Pay at the CNB to rise by an average of 4.9% in 2026
Staff pay at the Czech National Bank will increase by an average of 4.9% next year. This increase was agreed by the Bank Board and the trade union. The pace of growth is consistent with the current economic situation in the Czech Republic and with the CNB’s successful fulfilment of its statutory objectives, particularly maintaining low inflation.
“The future is shaped by actions, not words. Pay at the CNB will rise at a reasonable rate again. We keep year-on-year growth in operating expenses below 5% every year. We lead by example. We want to be the best employer in the Czech Republic and deliver low inflation, financial stability and innovation for the future,” said CNB Governor Aleš Michl.

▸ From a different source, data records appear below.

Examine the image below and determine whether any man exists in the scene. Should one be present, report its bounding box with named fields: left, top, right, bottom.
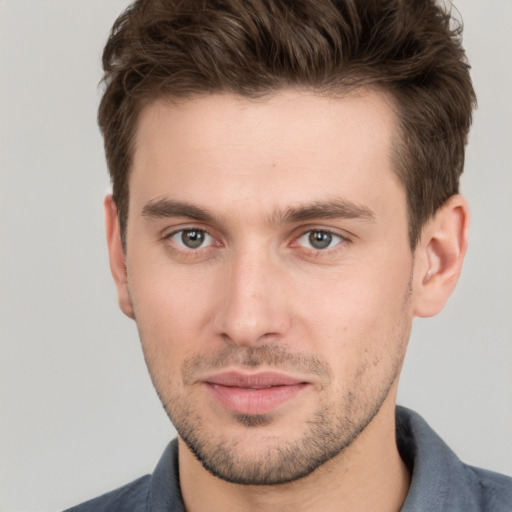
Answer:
left=66, top=0, right=512, bottom=512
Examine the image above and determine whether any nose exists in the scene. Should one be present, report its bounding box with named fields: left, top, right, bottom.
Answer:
left=214, top=250, right=291, bottom=346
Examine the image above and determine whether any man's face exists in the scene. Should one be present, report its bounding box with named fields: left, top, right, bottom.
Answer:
left=126, top=91, right=414, bottom=484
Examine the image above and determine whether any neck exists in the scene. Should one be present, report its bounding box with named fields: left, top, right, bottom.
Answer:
left=179, top=401, right=410, bottom=512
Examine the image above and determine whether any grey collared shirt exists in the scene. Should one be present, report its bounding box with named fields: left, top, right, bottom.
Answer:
left=67, top=407, right=512, bottom=512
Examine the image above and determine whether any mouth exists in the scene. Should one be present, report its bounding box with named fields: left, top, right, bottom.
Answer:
left=203, top=372, right=309, bottom=415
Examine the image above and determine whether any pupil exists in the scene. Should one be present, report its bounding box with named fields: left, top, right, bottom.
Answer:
left=309, top=231, right=332, bottom=249
left=181, top=231, right=204, bottom=249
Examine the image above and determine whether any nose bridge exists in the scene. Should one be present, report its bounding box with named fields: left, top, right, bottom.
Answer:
left=216, top=246, right=289, bottom=345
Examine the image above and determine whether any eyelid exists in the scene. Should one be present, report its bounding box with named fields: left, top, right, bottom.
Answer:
left=290, top=226, right=352, bottom=256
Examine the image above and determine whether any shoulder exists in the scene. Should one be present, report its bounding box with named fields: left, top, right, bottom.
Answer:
left=465, top=466, right=512, bottom=512
left=65, top=475, right=151, bottom=512
left=396, top=407, right=512, bottom=512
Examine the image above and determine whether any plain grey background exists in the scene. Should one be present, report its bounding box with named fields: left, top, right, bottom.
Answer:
left=0, top=0, right=512, bottom=512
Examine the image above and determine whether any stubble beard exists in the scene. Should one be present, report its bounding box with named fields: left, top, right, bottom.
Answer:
left=145, top=283, right=411, bottom=485
left=152, top=338, right=400, bottom=485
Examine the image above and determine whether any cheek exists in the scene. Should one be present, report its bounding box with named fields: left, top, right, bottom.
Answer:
left=296, top=262, right=411, bottom=368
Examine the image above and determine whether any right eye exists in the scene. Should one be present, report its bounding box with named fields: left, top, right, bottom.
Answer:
left=169, top=229, right=214, bottom=250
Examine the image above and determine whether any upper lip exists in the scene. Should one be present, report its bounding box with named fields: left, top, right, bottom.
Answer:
left=204, top=371, right=304, bottom=388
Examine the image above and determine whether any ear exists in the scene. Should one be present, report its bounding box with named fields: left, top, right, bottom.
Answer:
left=103, top=195, right=135, bottom=319
left=413, top=195, right=469, bottom=317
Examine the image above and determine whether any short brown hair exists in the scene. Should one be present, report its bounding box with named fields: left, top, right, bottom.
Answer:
left=98, top=0, right=476, bottom=248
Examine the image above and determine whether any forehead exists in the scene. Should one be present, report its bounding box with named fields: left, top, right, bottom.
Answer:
left=130, top=90, right=397, bottom=220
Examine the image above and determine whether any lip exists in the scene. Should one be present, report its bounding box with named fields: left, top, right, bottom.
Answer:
left=203, top=371, right=309, bottom=415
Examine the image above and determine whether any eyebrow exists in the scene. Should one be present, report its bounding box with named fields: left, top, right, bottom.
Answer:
left=142, top=199, right=218, bottom=223
left=271, top=199, right=376, bottom=224
left=142, top=199, right=375, bottom=225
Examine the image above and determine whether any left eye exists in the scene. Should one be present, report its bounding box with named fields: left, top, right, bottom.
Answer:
left=298, top=230, right=343, bottom=251
left=171, top=229, right=213, bottom=249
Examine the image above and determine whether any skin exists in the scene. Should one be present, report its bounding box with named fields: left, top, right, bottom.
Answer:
left=105, top=90, right=469, bottom=511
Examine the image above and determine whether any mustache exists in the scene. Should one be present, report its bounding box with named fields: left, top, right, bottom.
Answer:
left=181, top=344, right=332, bottom=385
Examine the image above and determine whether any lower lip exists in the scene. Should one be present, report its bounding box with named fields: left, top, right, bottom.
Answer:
left=206, top=382, right=307, bottom=415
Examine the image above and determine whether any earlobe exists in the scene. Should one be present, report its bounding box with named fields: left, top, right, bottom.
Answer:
left=103, top=195, right=135, bottom=319
left=414, top=195, right=469, bottom=317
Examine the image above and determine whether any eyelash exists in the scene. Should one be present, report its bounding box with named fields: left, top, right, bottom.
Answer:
left=162, top=227, right=351, bottom=257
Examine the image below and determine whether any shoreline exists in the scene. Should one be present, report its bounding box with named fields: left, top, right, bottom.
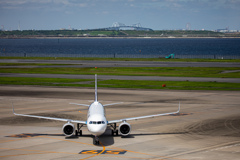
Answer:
left=0, top=36, right=240, bottom=39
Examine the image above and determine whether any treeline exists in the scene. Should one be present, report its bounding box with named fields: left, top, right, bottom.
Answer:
left=0, top=30, right=240, bottom=38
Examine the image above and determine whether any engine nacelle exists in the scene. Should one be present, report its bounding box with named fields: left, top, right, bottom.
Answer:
left=62, top=122, right=75, bottom=137
left=118, top=122, right=131, bottom=136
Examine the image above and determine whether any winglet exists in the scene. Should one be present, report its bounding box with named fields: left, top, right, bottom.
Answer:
left=12, top=102, right=16, bottom=114
left=177, top=102, right=181, bottom=113
left=95, top=74, right=97, bottom=102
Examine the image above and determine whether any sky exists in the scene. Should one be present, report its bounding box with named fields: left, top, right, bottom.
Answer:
left=0, top=0, right=240, bottom=30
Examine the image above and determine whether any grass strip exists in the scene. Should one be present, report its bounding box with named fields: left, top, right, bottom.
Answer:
left=0, top=77, right=240, bottom=91
left=0, top=57, right=240, bottom=62
left=0, top=67, right=240, bottom=78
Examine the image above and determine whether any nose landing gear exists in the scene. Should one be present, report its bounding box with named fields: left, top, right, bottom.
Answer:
left=93, top=136, right=100, bottom=145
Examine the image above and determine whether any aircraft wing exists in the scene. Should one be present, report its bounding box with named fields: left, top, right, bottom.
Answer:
left=13, top=105, right=86, bottom=124
left=108, top=103, right=180, bottom=124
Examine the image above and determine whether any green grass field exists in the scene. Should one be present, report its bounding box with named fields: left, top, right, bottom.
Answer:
left=0, top=57, right=240, bottom=91
left=0, top=67, right=240, bottom=78
left=0, top=77, right=240, bottom=91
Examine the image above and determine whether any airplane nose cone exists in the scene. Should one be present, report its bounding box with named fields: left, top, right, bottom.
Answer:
left=88, top=125, right=106, bottom=136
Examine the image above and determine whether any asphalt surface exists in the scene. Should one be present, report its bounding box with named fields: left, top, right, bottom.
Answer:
left=0, top=86, right=240, bottom=160
left=0, top=59, right=240, bottom=67
left=0, top=73, right=240, bottom=83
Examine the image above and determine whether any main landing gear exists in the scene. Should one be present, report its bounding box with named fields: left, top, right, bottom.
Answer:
left=75, top=123, right=83, bottom=136
left=110, top=123, right=118, bottom=136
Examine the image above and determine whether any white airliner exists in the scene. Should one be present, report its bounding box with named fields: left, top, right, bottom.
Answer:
left=12, top=75, right=180, bottom=144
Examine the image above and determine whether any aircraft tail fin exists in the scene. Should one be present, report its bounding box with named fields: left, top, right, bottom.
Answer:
left=95, top=74, right=98, bottom=102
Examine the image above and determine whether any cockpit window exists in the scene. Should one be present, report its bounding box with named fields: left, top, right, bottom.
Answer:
left=89, top=121, right=105, bottom=124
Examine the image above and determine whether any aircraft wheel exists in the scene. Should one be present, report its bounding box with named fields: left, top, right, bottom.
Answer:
left=79, top=130, right=82, bottom=136
left=75, top=130, right=78, bottom=136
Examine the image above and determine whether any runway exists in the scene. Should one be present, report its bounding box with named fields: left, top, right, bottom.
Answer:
left=0, top=73, right=240, bottom=83
left=0, top=86, right=240, bottom=160
left=0, top=59, right=240, bottom=68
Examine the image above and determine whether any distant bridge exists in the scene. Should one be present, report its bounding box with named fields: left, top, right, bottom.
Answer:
left=94, top=22, right=153, bottom=31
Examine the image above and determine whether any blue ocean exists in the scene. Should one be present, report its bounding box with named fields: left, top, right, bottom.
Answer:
left=0, top=38, right=240, bottom=59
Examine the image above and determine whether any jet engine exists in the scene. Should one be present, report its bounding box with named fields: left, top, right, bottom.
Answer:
left=62, top=122, right=75, bottom=137
left=118, top=122, right=131, bottom=136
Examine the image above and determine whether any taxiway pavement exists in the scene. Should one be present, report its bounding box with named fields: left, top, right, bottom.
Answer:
left=0, top=86, right=240, bottom=160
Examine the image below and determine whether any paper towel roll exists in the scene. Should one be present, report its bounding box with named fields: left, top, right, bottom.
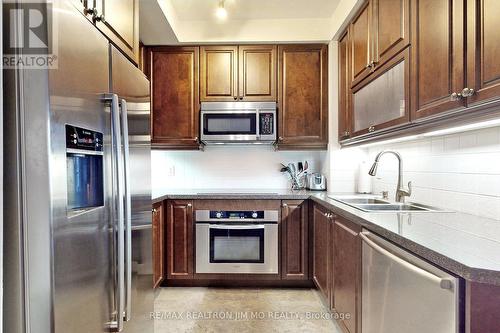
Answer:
left=358, top=161, right=372, bottom=193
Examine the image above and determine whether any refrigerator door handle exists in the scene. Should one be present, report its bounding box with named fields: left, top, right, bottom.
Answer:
left=120, top=99, right=132, bottom=321
left=105, top=94, right=125, bottom=332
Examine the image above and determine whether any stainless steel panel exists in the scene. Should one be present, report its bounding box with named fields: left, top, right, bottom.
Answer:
left=110, top=46, right=154, bottom=333
left=361, top=231, right=460, bottom=333
left=49, top=1, right=116, bottom=333
left=195, top=223, right=278, bottom=274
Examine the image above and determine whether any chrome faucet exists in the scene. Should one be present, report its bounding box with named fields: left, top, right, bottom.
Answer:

“Real pay growth for employees in 2026 and a stable system of staff benefits – this was our goal in this year’s collective bargaining and it is reflected in the signed collective agreement. The agreement guarantees employees stable conditions for their work and for meeting their personal and family needs, while also setting the necessary framework for ongoing social dialogue between the trade union and the CNB,” said Jitka Svobodová, Chair of the CNB trade union committee.
In addition to its main objectives – low inflation and financial stability – the CNB supervises the financial market, manages cash circulation and payment systems, and performs other key functions. It also focuses on keeping its financial performance sustainable in the long term, modernising payment infrastructure, digitalising services for public and government clients, and improving the results of its work. It is gradually adjusting the composition of its international reserves, has eliminated 5% of jobs – including some managerial positions – in a rationalisation process, and promotes active use of modern technologies, including artificial intelligence.
The CNB is not part of the public budgets of the Czech Republic. On the contrary, it is strictly separated from them by law. In accordance with the law, it defrays the costs of its operations from its income. Therefore, it is not paid from taxes and its costs are not covered by the taxpayer.